Era 18 de septiembre de 2021. Nunca olvidaré ese día. A la tarde después del paseo volvimos a casa, hice pis, y a la vez del pis salió muchísima sangre. En ese momento me temí lo peor. Fuimos al hospital y con el p… COVID no dejaron entrar a mi marido conmigo. Allí me hicieron preguntas y me realizaron una eco. Tras mirar y mirar mientras yo lloraba a mares me dijeron:
– No te tengo buenas noticias.
Hay sentí que mi mundo desaparecía. Que no podía ser, que era una pesadilla, y encima sola, abierta de piernas sin ningún apoyo y o empatía.
Allí mientras en mi cabeza solo escuchaba Skye (así lo bautizó mi hija de 3 años cuando le dijimos que tendría un hermanit@) ha muerto. No vas a conocerle. Los ginecólogos me «explicaban» el protocolo rutinario que se sigue en estos casos. Totalmente frio e impersonal. Recuerdo como les preguntaba una y otra vez si podía haberlo evitado, si hice algo mal. Porque me había pasado a mí. Y fue en ese momento cuando me dijeron que un 25% de los embarazos no terminaban con final feliz. Quise llevar un manejo expectante en el cual me sentí muy sola y juzgada por parte del personal sanitario.
He de decir que para explicarme el protocolo en caso de aborto espontáneo sí que dejaron entrar a mi marido aun siendo la misma consulta. Cosa que sigo sin entender.
Pero lo realmente duro venía ahora. Escuchar de personas que me «querían» frases como:
– Eres joven. Tienes tiempo… yo tengo una amiga que al mes del legrado se quedó de nuevo.

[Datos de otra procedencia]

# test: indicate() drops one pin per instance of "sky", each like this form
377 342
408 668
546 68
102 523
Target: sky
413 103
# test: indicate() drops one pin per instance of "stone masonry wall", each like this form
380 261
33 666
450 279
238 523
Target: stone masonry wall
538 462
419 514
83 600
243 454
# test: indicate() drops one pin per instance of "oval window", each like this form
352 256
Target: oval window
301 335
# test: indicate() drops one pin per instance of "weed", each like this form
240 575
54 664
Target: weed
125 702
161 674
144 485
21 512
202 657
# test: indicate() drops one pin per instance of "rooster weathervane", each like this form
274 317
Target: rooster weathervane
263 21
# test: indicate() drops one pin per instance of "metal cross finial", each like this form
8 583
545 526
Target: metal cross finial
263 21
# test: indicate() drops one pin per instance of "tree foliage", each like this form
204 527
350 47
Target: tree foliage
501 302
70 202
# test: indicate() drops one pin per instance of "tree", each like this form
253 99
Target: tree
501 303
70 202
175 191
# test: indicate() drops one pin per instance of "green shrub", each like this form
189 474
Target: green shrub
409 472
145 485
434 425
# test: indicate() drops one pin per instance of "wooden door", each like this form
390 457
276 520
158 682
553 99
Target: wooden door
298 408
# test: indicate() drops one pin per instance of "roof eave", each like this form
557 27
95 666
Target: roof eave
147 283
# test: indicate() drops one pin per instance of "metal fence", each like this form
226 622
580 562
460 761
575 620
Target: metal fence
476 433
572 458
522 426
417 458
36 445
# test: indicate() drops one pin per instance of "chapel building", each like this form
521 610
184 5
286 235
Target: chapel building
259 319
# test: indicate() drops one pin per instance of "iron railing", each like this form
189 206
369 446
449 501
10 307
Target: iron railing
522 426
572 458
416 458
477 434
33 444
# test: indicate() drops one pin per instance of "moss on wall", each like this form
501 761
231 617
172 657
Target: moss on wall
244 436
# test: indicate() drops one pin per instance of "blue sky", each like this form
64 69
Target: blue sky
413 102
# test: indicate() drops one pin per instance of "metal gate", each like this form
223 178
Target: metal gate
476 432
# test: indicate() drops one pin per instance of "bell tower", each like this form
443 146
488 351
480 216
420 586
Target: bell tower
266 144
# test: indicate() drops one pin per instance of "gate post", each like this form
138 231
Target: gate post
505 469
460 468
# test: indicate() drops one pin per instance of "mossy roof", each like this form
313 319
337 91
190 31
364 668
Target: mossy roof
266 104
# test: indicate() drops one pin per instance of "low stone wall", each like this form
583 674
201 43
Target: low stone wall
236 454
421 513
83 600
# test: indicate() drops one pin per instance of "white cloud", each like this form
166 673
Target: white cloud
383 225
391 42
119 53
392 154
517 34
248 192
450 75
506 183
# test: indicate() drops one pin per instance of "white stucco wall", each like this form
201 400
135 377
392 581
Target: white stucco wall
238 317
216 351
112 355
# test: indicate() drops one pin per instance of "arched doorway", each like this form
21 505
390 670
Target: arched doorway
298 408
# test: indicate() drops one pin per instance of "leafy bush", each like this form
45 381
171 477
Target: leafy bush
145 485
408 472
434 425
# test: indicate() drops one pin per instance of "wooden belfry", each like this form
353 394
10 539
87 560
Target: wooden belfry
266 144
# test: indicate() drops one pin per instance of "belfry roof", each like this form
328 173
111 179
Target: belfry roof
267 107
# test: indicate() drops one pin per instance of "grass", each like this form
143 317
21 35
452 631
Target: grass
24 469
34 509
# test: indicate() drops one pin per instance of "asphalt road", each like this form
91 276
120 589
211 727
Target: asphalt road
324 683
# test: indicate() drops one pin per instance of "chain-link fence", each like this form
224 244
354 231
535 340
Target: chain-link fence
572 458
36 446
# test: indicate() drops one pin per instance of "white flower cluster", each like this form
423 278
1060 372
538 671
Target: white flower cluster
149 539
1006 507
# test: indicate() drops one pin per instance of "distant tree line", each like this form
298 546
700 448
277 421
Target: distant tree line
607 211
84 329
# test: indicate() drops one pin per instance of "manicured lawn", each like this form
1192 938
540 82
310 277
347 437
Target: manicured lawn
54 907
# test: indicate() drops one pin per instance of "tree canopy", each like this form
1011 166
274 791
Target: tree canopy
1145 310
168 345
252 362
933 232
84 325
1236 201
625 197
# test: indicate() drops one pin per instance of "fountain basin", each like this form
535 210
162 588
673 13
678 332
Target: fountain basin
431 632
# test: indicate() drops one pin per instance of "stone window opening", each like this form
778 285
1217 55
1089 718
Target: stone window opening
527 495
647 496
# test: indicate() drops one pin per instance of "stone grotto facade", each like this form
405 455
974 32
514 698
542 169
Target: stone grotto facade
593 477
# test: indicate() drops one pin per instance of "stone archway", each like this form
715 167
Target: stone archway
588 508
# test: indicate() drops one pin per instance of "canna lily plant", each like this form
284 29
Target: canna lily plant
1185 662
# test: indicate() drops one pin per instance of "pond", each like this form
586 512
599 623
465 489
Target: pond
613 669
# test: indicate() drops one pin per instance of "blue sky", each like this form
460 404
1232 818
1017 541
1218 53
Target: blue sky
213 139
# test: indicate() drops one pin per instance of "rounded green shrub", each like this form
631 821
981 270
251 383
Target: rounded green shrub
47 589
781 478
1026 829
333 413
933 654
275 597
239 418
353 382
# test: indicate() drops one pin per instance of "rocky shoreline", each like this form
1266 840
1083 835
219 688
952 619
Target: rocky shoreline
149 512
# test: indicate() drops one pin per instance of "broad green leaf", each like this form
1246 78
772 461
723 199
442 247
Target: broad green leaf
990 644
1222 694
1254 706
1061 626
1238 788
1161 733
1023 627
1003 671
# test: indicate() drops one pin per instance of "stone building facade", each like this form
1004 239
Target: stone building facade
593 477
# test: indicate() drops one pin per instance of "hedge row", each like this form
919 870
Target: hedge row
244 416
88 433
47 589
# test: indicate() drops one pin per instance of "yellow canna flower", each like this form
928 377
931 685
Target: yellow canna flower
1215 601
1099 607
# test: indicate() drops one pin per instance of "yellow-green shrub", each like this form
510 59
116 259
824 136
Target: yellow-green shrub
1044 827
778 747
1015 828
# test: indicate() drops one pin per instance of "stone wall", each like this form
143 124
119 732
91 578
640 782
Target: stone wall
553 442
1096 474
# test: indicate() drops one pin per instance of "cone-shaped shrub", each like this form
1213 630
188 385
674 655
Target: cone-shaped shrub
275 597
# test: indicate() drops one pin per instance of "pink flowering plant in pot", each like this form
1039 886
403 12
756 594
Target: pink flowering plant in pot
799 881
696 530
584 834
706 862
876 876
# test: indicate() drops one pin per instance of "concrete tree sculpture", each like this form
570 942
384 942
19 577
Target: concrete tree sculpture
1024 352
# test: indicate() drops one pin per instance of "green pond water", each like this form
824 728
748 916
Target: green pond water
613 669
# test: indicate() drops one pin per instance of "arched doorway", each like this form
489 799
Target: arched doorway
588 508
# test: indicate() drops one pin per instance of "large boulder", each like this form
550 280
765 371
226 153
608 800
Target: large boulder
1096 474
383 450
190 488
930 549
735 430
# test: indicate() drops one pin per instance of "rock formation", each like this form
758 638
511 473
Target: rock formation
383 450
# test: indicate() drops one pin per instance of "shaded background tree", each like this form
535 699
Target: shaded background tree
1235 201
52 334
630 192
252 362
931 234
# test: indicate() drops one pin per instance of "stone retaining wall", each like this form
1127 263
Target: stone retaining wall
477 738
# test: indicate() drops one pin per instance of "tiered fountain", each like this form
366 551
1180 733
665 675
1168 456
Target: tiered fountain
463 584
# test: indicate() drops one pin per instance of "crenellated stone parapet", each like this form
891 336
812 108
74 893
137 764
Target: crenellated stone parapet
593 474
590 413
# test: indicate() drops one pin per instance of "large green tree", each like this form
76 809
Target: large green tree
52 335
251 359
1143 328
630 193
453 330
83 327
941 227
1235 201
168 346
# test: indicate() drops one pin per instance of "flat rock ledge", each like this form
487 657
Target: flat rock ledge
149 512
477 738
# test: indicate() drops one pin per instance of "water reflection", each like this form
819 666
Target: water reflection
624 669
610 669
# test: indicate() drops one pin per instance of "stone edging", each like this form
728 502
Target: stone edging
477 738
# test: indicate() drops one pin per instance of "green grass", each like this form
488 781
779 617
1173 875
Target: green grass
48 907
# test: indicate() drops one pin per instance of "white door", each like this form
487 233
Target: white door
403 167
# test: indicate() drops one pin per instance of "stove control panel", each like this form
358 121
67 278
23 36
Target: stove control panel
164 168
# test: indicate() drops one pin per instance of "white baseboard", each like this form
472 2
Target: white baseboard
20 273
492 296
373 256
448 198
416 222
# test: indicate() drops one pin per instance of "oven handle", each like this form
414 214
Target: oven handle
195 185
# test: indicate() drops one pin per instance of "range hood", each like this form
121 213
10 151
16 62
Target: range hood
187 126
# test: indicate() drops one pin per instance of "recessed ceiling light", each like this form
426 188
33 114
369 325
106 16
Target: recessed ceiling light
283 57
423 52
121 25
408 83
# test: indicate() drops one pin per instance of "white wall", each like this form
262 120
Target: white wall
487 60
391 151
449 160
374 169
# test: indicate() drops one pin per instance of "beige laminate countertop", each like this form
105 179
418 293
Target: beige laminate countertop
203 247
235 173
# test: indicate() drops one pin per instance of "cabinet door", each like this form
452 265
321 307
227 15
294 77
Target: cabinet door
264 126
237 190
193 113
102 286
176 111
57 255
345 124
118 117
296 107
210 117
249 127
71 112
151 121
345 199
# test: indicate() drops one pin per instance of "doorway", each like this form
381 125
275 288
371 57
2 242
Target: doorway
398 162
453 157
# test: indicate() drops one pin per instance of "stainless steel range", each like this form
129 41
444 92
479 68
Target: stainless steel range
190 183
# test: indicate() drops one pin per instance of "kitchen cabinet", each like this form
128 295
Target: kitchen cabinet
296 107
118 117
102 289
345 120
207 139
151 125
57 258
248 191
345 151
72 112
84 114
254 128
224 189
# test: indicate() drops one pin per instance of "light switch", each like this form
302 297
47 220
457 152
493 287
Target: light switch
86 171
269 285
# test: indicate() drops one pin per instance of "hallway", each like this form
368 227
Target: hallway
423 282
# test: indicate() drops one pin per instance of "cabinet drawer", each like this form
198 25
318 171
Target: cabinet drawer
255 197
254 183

– Piensa que mejor ahora que no más adelante que aún no le conocías (como si por no haber nacido yo no querría a mi bebé y tendría ilusiones)
– Al menos ha sido este y no tu hija de 3 años.
Verdaderas atrocidades en el momento más duro de mi vida.
Tristemente no estamos solas pero es un golpe durísimo del que cuesta recomponerse. A mí lo que más me ha ayudado ha sido el grupo de madres en la misma situación que yo donde no me he sentido juzgada y he podido expresar mis sentimientos sabiendo que sus palabras no me harán daño, y la terapia.